Oct. 31st, 2003

rhyll: (Default)
DisorderRating
Paranoid:Low
Schizoid:Moderate
Schizotypal:High
Antisocial:Low
Borderline:Very High
Histrionic:Moderate
Narcissistic:Moderate
Avoidant:High
Dependent:High
Obsessive-Compulsive:Moderate

-- Personality Disorder Test - Take It! --

rhyll: (Default)
it's late. i'm tired.

i've just been to see 'sybil in a suitcase' with chloe, and it was wonderful. i laughed, i cried, i made occasional horrified noises in the back of my throat. everything you could possibly want in a weird-ass ranty cabaret thingy. very glad chloe took me, otherwise it would be yet another thing on my list of things i was going to do, but forgot.

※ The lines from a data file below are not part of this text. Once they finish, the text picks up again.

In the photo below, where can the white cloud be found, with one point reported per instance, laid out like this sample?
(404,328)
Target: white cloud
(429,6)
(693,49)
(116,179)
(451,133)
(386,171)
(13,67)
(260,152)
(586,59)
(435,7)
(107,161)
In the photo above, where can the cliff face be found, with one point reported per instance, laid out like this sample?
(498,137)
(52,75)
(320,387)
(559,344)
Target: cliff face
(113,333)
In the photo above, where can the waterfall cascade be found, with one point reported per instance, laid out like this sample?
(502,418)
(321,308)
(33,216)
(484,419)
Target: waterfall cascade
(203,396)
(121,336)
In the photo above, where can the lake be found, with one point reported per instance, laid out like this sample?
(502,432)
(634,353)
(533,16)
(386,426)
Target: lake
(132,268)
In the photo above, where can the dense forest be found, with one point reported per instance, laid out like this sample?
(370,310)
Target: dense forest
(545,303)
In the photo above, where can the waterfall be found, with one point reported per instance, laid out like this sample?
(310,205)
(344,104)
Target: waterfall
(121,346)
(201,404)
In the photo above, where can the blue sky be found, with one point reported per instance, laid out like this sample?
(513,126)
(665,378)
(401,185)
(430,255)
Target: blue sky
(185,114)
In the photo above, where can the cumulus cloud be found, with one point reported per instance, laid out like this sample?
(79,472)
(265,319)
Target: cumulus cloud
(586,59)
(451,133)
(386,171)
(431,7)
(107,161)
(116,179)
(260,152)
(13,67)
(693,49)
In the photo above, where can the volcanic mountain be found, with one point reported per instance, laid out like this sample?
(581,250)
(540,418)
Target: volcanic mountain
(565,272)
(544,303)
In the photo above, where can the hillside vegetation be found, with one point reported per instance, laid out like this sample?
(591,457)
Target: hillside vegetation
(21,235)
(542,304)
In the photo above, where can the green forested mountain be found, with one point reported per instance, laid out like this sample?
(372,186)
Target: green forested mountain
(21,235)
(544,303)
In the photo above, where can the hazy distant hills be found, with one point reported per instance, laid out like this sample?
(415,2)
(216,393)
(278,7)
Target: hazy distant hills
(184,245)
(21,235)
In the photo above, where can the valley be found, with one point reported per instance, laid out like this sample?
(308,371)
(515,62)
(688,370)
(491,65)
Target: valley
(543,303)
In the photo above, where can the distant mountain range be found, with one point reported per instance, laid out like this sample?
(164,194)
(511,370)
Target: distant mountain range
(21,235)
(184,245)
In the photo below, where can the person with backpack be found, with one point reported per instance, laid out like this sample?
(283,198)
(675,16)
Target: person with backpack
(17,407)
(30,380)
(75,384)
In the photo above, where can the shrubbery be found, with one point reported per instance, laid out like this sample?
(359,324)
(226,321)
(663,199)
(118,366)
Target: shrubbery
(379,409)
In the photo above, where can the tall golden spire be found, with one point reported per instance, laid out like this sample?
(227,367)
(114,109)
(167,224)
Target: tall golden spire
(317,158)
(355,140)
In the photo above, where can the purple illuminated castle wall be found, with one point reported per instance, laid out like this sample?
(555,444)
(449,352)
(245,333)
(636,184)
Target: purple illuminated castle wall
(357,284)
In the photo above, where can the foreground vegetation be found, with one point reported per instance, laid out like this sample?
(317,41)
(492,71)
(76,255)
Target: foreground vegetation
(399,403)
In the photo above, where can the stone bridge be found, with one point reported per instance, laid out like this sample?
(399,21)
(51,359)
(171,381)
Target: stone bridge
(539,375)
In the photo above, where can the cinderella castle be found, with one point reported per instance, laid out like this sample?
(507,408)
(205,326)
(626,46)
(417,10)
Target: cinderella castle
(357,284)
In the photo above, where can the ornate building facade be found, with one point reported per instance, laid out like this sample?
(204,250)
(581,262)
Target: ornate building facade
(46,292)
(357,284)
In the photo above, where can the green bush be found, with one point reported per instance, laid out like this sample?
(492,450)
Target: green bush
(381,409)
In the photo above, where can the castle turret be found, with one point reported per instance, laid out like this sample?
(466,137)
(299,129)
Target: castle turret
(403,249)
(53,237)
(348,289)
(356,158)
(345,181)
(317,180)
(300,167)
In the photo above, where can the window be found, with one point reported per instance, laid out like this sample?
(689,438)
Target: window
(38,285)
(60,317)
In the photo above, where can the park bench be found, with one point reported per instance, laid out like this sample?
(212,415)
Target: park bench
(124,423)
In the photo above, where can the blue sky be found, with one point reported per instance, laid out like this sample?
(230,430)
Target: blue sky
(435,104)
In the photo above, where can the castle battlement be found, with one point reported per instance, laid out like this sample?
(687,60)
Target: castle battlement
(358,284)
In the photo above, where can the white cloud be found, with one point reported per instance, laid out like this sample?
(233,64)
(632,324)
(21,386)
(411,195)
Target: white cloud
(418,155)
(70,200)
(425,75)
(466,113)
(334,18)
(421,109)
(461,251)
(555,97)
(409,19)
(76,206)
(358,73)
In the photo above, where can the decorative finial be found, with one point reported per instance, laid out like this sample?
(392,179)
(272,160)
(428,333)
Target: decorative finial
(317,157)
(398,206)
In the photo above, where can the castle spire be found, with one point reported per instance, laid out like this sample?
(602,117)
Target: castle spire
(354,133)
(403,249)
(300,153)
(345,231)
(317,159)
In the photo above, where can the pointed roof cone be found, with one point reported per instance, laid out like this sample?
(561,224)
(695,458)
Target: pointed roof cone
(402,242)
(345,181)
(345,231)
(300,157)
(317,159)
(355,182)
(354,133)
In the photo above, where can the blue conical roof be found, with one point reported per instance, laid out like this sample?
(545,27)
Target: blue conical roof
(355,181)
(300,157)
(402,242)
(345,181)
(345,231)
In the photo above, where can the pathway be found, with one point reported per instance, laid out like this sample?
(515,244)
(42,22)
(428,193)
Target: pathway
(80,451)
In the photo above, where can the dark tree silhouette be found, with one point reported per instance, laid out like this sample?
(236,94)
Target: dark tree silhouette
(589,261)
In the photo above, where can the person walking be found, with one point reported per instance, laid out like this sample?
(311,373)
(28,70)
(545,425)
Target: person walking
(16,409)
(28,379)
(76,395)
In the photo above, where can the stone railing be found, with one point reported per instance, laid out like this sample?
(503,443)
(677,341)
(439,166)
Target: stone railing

nevertheless, i am now worn out.

and so is nate, and it's his room, so i'll let him sleep now.
rhyll: (Default)
have to leave for tutoring in an hour and a half.

doom.

tutoring these kids is always painful. i like them both, but they really do not want to be in tutoring. argh. and i don't want to go. i really don't. but i should go finish up my lesson plans now.

*sigh*

maybe i'll indulge in some rocking backwards and forwards and gibbering for a while, first.
rhyll: (Default)
writing from queen's park library. when i went to pick up the children one of my friends told me that they weren't there. they've moved house, so they weren't at school.

i suppose i could be angry or annoyed, but mostly i am just unsurprised.

unrelated: when i wear earings, i feel like i'm in drag. i put them in to check that the holes still open, because i'm dressing up as a pirate for the nanowrimo meeting. i feel ridiculous.

there'll be no segue: i'm reading 'V for Vendetta', by alan moore and david lloyd. it's much better than biggles, and stupid wolf in shadows.

and now i should get back on the train and go back to perth. *sigh*
rhyll: (Default)
i am no longer manic.
if it was the 19th century i would begin this entry:
"oh! the despair...god help me for i do not know if i can bear this..."

but then, they were somewhat melodramatic in the 19th C, i have decided (with little or no factual evidence).

i will be fine. because it's just PMS, and it'll end.

i've even managed to take a certain uncomfortable amusement in today's events, in particular those for which i was dressed as a pirate.

the first perth nanowrimo meeting was today. it was pirate themed. me and one other girl dressed up, and there were some bandanas. it was ok - not much in-depth conversation. i'd like to have a proper writers' evening sometime, and get to know people. there'd be red wine, of course.

and chloe and i went straight (haha.) from there to reclaim the night. but chloe left, so i marched alone, dressed as a pirate. there was a boy with a megaphone next to me chanting "not the church, not the state, women must decide our fate". which seemed odd to me. it wasn't a big march.

it makes me angry when i compare the attention given to rtn compared to pride. or at least the aspects of pride that are 'cultural' (and moneymaking), as opposed to political. i'm glad the freedom centre's float will be political.

i'll stop now, since nanowrimo starts at midnight tonight, and i should put my words there.